First, I long for my son to feel better.  I write this blog post next to a little feverish boy who has just fallen asleep in my arms.  His cries of discomfort cut through to my soul and I would do anything to soothe him right now. 

I have done the cool towel on the body thing and have finally managed to get some ibuprofen in him.  For now, I watch and wait to see how he does.  I have a feeling I will be keeping him home from school tomorrow and missing a day of work when I have no sick or vacation days to spare.  But that is not right now, and I will deal with it when I have to.

Right now I am listening to Obama’s “Yes We Can” speech, and think, “this is a voice I could listen to for the next eight years.”  There is a sparkling anticipation in the air, throughout the country, it seems.  It feels like the night before something new is going to be born.  Here I am, praying myself silly that tomorrow night at this time, we will be celebrating the Obama presidency. 

Who would have thought that anyone in the political realm could inspire hope in this ruthless political cynic?

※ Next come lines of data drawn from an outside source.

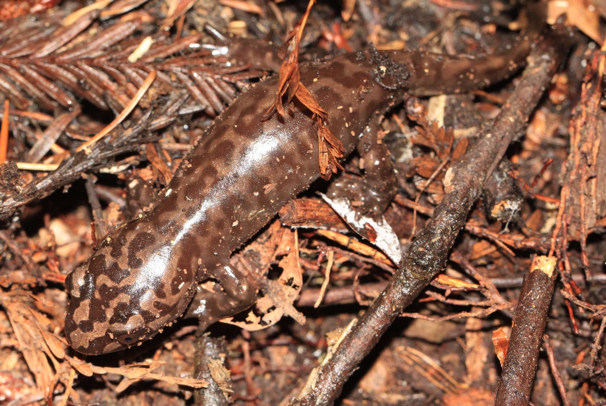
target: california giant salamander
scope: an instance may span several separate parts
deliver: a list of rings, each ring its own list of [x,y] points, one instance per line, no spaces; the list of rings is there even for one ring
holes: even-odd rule
[[[524,63],[531,38],[504,53],[476,57],[368,49],[306,64],[301,80],[328,111],[325,126],[345,156],[358,147],[370,158],[367,174],[384,175],[391,162],[377,152],[384,146],[368,126],[374,117],[405,93],[459,93],[508,77]],[[227,54],[252,60],[255,48],[245,44],[226,47]],[[275,69],[279,59],[264,49],[261,60]],[[223,111],[153,209],[108,234],[68,276],[65,331],[74,349],[101,354],[140,345],[181,316],[196,292],[188,311],[204,327],[255,303],[255,287],[230,264],[230,255],[319,175],[318,127],[308,110],[295,103],[284,117],[261,119],[278,83],[277,76],[258,83]],[[218,282],[216,292],[197,289],[208,278]]]

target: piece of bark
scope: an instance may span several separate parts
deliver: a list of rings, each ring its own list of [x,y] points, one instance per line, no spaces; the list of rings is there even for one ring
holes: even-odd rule
[[[553,295],[555,266],[554,257],[536,257],[524,277],[513,313],[513,326],[503,370],[497,384],[495,406],[528,404]]]
[[[227,345],[224,337],[207,333],[196,339],[195,378],[208,381],[208,386],[194,392],[196,406],[228,406],[231,380],[225,368]],[[222,372],[224,369],[227,373]]]
[[[606,219],[606,111],[601,105],[604,58],[596,50],[588,64],[581,99],[568,126],[570,152],[561,176],[562,186],[570,188],[568,235],[584,245],[589,230]]]

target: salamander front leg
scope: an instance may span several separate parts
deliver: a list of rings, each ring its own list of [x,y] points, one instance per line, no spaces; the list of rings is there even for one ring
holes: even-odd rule
[[[323,197],[358,234],[398,264],[402,258],[399,241],[383,217],[397,191],[398,180],[389,152],[378,136],[379,123],[378,119],[371,122],[358,146],[364,176],[341,174]]]
[[[220,265],[211,270],[207,269],[202,275],[216,279],[219,283],[215,286],[215,292],[198,286],[185,313],[186,317],[198,318],[199,333],[203,333],[213,323],[239,313],[256,301],[256,290],[250,276],[235,266]]]

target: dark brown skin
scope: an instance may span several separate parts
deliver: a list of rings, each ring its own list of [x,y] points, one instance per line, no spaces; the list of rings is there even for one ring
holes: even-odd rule
[[[262,54],[259,66],[275,69],[270,48],[237,44],[230,56]],[[407,92],[455,93],[507,78],[531,44],[526,38],[505,54],[476,58],[370,50],[302,67],[301,82],[328,112],[325,126],[345,157],[358,147],[365,159],[367,179],[344,188],[358,200],[359,188],[368,194],[360,210],[380,212],[395,190],[375,117]],[[68,275],[65,330],[74,349],[101,354],[140,345],[192,301],[187,314],[202,329],[255,303],[255,287],[230,255],[320,174],[318,126],[308,110],[295,103],[285,117],[261,119],[277,87],[275,76],[241,96],[196,142],[154,208],[110,233]],[[198,287],[209,278],[216,292]]]

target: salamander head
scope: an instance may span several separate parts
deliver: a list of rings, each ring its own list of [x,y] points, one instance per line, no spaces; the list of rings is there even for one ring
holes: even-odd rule
[[[108,235],[65,280],[65,336],[79,352],[141,345],[180,316],[195,292],[195,272],[179,268],[172,241],[132,224]]]

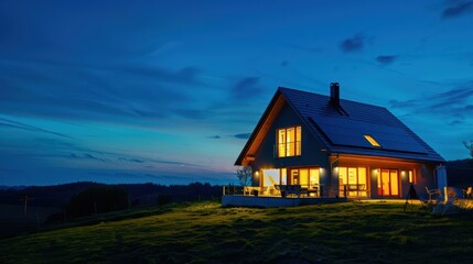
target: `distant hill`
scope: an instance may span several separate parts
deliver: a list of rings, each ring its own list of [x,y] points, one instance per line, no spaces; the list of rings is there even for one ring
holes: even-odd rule
[[[93,182],[53,186],[28,186],[0,188],[0,205],[21,205],[25,195],[33,198],[31,206],[63,208],[74,195],[93,186],[106,186]],[[209,200],[222,196],[222,186],[193,183],[190,185],[122,184],[133,205],[154,205],[159,196],[168,196],[172,201]]]
[[[450,161],[445,166],[449,186],[473,186],[473,158]]]

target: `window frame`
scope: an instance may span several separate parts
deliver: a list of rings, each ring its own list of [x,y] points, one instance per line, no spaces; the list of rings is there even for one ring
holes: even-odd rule
[[[288,141],[289,130],[293,130],[293,141]],[[280,139],[281,132],[286,136],[283,140]],[[300,133],[298,133],[298,131]],[[282,141],[282,143],[280,143]],[[277,157],[293,157],[302,155],[302,125],[290,125],[286,128],[279,128],[276,130],[276,145],[277,145]],[[290,146],[292,150],[290,150]],[[282,147],[282,148],[281,148]],[[283,150],[283,152],[281,151]],[[283,155],[281,155],[283,153]],[[292,155],[290,155],[292,154]]]

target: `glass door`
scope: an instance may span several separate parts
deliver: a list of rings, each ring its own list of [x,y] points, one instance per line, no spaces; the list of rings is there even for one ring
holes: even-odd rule
[[[397,169],[381,169],[381,176],[378,177],[380,194],[385,197],[399,196],[399,174]]]

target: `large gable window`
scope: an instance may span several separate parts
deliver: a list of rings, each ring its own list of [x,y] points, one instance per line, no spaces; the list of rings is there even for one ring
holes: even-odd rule
[[[301,127],[278,130],[278,157],[301,155]]]

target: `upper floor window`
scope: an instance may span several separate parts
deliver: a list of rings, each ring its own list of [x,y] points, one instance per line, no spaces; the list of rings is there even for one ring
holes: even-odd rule
[[[381,145],[379,145],[379,143],[375,140],[375,138],[373,138],[373,135],[365,135],[365,139],[373,145],[376,147],[381,147]]]
[[[278,157],[301,155],[301,127],[278,130]]]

Obama’s voice exhorts me to hope.  He is a good hope-monger and I think that maybe under his leadership we can just begin to repair the horrendous damage of the last eight years.  Maybe eight years from now, I will no longer be ashamed to be an American when I travel abroad. 

Do I dare to hope?  I have written before about how terrifying hope is.  Yet there is a struggle in me, between the dreamer and the one who sees the futility of living in past or future, and knows that all we have is this moment. 

Yet in the moment, right now I am experiencing longing for so many things that have not yet occurred.  I long for my son to be all better, now.  I long for a new president who inspires me. 

“Yes, we can repair this world,” says Barack Obama.

I find myself crying.  I listened to this speech in January when he first made it but tonight, it hits me differently, his words pierce their way into this heart.  My heart is a tender piece of flesh, softened as it is by new (love?  is it love?) for Man on the Horizon and worry for my son and worry for this country and worry for the world, a fierce concern that dissolves into tears as I type this, blurring the words before my eyes.  As a mother, I worry like I’ve never worried before, and I love like I’ve never loved before.  It can be overwhelming how deeply I feel it all.  And of course I want to run away - to send an email, to plug into my Ipod, to read something, to talk about it on the phone…

But then, I remember how Pema Chodron talks about spiritual practice as learning to stay

It is only when we begin to relax with ourselves as we are that meditation becomes a transformative process. The pith instruction is, Stay. . . stay. . . just stay. 

 

Oh, how hard it is to stay.  Everything seems to pull me forward into the future right now and in the face of all this, I come back to right now.  The sweat that breaks on my son’s brow, the tears that dry on my cheeks, my head full of jumbled thoughts, my head resting on the pillow, my son’s hot little body touching me, my longing, my fear, the hope that I dare not feel, the sheer vulnerability of being so very fragile, so very human.  So very, blessedly, alive in this moment.